In the app: enable image indexing
When you connect (or edit) a product / inventory knowledge base, turn on the Allow image search toggle (shown as Index images on some connectors β "Include all images in your index"). This builds the image index; expect a longer initial processing run.
Knowledge bases live at https://app.mychatbot.app/knowledge-base (open a product feed to edit its settings).

To add image search to a catalog that was indexed without it, re-connect the feed with the toggle on. If a clean full rebuild is needed, delete and re-add the integration, or contact MyChatBot support with the integration id to force a full re-index.
Indexing constraints
- Up to 20 images per product are indexed.
- Image URLs must be publicly downloadable during indexing β unreachable URLs are silently skipped, thinning your index.
- For Google Sheets inventory, put image URLs in columns named
image1,image2,image3, and so on.
Using it: the agent and the Product MCP β
Once a catalog is image-indexed, your agent's product search gains an optional image input β the agent can search by text, by image, or by both, depending on what the customer sends.
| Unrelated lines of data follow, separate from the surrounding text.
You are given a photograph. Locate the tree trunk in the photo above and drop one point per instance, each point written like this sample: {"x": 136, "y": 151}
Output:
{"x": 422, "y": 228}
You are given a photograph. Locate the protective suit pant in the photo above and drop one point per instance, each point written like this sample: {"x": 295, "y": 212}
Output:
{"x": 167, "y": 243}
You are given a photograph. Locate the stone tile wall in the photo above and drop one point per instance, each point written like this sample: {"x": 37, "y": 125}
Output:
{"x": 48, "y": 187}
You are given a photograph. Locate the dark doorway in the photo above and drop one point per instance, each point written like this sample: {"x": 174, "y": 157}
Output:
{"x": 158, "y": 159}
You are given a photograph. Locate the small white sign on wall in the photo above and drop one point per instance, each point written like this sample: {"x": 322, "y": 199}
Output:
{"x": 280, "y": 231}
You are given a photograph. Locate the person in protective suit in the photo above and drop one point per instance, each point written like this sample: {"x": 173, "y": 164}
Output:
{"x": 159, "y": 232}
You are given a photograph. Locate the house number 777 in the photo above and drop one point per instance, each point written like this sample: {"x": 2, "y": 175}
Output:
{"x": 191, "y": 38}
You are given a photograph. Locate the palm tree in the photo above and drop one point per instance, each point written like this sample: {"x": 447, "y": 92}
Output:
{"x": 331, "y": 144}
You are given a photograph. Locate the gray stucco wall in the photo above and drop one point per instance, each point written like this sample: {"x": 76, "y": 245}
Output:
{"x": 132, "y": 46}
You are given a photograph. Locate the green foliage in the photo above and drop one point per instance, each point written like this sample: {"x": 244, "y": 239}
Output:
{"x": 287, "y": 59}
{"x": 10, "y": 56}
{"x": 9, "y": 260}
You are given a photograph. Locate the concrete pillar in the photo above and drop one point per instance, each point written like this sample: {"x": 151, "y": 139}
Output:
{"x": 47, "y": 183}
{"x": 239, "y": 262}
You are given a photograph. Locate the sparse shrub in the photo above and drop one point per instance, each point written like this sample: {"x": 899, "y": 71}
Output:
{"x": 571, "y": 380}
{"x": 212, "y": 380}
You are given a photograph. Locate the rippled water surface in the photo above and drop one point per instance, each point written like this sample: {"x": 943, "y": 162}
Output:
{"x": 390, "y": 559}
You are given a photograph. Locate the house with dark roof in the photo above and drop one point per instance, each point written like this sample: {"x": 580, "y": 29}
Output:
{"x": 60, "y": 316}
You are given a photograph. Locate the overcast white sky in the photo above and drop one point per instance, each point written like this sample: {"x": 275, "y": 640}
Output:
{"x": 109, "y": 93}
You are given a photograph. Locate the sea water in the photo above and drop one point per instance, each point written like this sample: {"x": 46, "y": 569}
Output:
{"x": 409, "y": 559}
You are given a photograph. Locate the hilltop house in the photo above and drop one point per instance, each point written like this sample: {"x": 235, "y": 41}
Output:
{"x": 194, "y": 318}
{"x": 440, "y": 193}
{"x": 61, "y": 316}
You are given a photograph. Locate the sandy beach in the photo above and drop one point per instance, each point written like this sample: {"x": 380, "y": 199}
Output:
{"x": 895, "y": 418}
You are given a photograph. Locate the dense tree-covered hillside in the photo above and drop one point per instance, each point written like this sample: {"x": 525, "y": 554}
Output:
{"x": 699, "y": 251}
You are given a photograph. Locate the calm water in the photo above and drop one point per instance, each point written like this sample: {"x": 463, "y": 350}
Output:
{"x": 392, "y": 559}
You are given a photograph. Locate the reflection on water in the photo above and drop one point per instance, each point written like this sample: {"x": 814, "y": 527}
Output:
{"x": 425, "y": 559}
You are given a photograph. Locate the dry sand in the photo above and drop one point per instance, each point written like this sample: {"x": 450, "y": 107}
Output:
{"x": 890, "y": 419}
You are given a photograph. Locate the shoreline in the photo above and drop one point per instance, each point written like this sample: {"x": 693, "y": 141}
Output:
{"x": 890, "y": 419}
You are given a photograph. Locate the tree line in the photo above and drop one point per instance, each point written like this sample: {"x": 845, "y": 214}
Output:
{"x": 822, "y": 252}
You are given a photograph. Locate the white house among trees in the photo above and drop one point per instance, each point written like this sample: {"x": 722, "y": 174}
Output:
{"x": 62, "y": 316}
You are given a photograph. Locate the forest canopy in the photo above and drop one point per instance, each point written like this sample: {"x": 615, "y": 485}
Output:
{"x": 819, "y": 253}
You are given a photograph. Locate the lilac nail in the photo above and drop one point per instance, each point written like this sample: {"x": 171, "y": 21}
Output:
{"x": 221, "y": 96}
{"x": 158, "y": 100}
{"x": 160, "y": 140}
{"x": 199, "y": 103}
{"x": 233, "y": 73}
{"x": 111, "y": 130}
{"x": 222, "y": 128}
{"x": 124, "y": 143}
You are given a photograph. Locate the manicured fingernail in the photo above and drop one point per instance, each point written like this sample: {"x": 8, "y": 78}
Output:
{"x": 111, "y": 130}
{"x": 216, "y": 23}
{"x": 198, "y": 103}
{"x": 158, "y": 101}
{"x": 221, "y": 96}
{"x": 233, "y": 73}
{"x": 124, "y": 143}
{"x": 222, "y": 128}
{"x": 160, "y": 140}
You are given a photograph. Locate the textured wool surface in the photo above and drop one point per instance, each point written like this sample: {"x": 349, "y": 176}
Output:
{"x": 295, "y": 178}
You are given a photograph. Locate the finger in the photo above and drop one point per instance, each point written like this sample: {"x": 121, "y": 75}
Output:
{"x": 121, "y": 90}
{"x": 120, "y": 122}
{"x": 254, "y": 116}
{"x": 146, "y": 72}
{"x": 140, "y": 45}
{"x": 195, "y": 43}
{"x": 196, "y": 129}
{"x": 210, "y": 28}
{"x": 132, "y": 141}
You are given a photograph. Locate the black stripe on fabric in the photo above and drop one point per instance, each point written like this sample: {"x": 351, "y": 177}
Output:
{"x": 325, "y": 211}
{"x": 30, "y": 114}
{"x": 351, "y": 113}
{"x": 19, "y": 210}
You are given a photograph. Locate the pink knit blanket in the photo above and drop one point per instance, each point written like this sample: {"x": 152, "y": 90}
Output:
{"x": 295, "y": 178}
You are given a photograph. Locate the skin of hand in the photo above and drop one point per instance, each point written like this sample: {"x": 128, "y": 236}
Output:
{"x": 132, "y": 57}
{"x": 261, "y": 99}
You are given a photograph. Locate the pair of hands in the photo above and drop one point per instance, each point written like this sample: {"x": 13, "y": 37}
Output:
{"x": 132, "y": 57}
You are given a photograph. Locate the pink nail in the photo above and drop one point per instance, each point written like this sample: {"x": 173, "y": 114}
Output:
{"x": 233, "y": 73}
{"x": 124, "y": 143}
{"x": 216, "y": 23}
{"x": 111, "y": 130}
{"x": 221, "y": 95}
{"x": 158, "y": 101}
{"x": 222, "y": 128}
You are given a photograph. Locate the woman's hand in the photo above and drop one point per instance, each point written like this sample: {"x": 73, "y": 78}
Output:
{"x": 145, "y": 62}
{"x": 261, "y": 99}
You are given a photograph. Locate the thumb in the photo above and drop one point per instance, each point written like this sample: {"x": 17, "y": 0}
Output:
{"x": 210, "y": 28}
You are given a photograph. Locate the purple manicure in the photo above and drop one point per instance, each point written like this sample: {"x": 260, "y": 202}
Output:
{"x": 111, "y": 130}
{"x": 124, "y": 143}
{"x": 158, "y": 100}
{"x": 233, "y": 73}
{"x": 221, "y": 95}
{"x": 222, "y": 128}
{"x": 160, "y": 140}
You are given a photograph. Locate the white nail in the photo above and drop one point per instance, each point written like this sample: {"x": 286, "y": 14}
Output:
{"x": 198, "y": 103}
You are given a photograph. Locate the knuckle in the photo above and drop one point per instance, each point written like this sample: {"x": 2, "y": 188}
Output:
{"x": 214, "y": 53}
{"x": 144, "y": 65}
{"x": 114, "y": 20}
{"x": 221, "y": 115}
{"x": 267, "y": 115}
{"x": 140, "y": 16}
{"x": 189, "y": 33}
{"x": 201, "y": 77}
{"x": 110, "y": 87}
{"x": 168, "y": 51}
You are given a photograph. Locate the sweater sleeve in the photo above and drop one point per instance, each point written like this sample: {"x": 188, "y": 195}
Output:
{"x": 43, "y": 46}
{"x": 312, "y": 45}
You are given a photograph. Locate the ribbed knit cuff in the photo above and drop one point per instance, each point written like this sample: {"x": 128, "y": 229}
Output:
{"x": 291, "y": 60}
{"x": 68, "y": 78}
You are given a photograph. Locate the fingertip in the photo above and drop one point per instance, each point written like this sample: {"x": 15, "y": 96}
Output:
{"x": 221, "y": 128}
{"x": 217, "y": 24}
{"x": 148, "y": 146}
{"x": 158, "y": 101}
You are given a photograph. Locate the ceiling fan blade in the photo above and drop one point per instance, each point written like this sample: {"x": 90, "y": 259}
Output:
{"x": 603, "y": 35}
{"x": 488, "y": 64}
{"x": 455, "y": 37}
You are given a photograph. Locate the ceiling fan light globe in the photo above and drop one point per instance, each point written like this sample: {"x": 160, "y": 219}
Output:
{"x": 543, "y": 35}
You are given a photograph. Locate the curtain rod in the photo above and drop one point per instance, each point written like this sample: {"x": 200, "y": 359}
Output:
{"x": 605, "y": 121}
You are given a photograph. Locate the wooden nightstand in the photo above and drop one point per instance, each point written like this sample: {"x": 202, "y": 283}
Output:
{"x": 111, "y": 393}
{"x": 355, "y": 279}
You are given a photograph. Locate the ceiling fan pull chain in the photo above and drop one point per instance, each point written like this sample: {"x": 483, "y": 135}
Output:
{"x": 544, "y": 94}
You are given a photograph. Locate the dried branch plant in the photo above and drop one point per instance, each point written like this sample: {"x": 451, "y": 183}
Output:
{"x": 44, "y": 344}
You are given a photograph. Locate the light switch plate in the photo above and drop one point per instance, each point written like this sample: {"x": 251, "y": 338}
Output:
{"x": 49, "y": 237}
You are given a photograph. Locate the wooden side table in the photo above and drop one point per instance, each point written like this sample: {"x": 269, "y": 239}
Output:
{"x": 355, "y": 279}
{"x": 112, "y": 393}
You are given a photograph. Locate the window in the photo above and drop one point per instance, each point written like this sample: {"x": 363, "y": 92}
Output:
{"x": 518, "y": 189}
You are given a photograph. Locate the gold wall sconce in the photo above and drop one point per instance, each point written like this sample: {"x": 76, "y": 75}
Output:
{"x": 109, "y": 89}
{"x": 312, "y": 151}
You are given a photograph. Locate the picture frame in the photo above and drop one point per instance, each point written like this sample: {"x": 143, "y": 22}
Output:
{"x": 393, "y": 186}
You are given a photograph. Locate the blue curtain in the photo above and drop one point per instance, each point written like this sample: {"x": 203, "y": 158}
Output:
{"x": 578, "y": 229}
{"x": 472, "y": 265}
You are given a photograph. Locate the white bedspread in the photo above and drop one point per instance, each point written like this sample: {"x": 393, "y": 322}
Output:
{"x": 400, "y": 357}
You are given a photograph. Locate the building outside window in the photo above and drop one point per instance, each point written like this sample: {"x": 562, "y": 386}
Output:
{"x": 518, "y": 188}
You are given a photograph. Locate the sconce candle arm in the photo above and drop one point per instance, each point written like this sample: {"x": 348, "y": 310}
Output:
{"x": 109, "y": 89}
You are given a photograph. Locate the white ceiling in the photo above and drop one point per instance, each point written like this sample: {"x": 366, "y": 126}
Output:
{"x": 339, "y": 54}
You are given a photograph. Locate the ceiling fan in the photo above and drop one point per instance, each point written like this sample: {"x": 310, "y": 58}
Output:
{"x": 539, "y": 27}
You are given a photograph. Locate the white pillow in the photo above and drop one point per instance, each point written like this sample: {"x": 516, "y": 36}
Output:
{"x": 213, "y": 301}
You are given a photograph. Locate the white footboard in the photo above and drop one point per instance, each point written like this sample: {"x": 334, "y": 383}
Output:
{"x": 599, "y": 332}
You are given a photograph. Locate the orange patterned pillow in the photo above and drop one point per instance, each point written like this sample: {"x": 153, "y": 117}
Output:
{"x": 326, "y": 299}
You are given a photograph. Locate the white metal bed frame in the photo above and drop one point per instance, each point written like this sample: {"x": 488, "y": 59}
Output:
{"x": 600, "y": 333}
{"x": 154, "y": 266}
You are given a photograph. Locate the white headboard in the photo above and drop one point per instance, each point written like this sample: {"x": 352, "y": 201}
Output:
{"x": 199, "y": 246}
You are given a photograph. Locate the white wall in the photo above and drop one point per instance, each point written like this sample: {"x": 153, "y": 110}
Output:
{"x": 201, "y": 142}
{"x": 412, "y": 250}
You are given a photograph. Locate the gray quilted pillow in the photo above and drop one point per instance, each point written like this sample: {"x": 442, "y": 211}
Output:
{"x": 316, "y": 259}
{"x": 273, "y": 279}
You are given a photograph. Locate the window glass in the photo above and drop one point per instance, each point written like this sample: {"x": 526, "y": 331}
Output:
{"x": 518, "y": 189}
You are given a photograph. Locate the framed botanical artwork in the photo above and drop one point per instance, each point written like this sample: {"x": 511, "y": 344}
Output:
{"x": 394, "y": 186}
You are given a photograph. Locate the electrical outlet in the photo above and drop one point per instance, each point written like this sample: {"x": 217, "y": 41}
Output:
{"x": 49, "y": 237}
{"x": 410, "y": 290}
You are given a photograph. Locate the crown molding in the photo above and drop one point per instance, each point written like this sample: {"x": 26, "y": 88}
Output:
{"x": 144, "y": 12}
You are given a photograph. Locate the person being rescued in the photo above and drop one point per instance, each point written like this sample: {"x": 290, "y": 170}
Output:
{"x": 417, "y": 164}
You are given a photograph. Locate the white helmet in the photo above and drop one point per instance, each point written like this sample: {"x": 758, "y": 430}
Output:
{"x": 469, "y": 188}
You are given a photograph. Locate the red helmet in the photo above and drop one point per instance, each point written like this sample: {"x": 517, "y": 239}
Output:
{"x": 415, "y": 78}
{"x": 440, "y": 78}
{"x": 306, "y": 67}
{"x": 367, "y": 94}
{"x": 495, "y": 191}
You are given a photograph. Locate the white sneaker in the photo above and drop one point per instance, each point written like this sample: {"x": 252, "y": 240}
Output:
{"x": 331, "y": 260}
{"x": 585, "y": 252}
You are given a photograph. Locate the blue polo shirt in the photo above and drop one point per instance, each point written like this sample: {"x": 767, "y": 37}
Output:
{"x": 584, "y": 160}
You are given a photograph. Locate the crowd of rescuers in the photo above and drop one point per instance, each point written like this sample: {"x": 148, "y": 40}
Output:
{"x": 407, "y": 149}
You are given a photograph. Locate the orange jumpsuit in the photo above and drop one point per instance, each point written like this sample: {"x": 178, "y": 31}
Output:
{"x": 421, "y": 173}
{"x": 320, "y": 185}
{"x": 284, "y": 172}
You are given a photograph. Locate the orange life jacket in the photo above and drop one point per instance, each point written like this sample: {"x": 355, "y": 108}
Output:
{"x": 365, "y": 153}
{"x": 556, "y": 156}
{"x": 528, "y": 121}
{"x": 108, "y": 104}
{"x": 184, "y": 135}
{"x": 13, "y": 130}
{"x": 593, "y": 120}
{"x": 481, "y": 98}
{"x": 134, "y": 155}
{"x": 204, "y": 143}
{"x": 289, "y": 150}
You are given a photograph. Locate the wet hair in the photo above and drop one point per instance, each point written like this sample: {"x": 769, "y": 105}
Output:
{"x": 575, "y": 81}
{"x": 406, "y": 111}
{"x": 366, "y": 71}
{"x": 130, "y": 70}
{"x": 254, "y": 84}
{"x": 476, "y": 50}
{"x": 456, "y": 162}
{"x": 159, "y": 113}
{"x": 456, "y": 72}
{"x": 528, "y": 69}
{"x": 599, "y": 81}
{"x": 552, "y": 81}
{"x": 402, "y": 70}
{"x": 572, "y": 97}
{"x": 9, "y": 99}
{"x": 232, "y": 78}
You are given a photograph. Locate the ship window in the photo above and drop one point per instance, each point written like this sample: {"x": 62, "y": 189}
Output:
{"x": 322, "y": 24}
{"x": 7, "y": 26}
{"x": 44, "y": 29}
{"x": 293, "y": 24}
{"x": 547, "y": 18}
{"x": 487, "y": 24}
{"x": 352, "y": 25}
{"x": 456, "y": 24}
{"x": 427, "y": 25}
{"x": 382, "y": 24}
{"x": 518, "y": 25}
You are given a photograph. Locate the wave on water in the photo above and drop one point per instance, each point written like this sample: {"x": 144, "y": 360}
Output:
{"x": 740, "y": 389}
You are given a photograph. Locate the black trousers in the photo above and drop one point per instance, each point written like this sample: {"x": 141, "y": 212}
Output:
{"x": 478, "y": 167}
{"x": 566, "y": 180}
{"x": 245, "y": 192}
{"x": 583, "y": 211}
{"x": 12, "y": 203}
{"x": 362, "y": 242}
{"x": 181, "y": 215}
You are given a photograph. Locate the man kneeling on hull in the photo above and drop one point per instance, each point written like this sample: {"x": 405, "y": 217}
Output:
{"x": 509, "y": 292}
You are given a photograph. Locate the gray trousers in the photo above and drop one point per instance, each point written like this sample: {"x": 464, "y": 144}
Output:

Inside MyChatBot this is automatic.
If you're driving the same search from an external MCP client (Claude Code, Cursor, or any MCP host) via the Product MCP, the product-search tool accepts an image alongside β or instead of β a text query:
- Image only β pass the customer's image URL; the text query is optional.
- Image + text β pass both when the customer gives a picture and a description (e.g. a photo plus "red, under 3000"); this gives the best precision.
A strong image match comes back as the first product in the list, not as a separate score field. See Product MCP for the connection URL and the copy-paste setup command (also surfaced in the app on the Knowledge Base and Agents β Connectors screens).

Best practices β
- Do keep deeper visual matching on for catalogs with many visually similar SKUs; don't leave it on for latency-sensitive flows where duplicate detection is all you need. Remember, changing it means a re-index.
- Do send text alongside the image when the customer provides both β combining the two beats either signal alone.
- Don't rely on image search for a catalog you haven't re-indexed with image search enabled.
- Don't build agent logic around reading a per-result "confidence" β the search returns a product list; use rank position (top = best match) plus a top-image confirmation instead.
- Do ask MyChatBot support to tighten relevance (with your integration id and the wrong-vs-right product ids) before disabling features if you see wrong matches β it's the least invasive fix.
- Do verify images are publicly reachable β unreachable URLs are dropped at index time.
Test it β
- Turn on Allow image search for a test catalog and wait for indexing to finish.
- Take a known catalog product image, alter it slightly (light crop or a screenshot), and run a product search with that image.
- Confirm the correct product returns at or near the top of the list. (There's no confidence score, so rank position is your signal β a lightly-modified copy is trusted enough to be pushed to the top.)
- Repeat with a look-alike (a different product with a similar layout) and confirm it does not override a matching text query.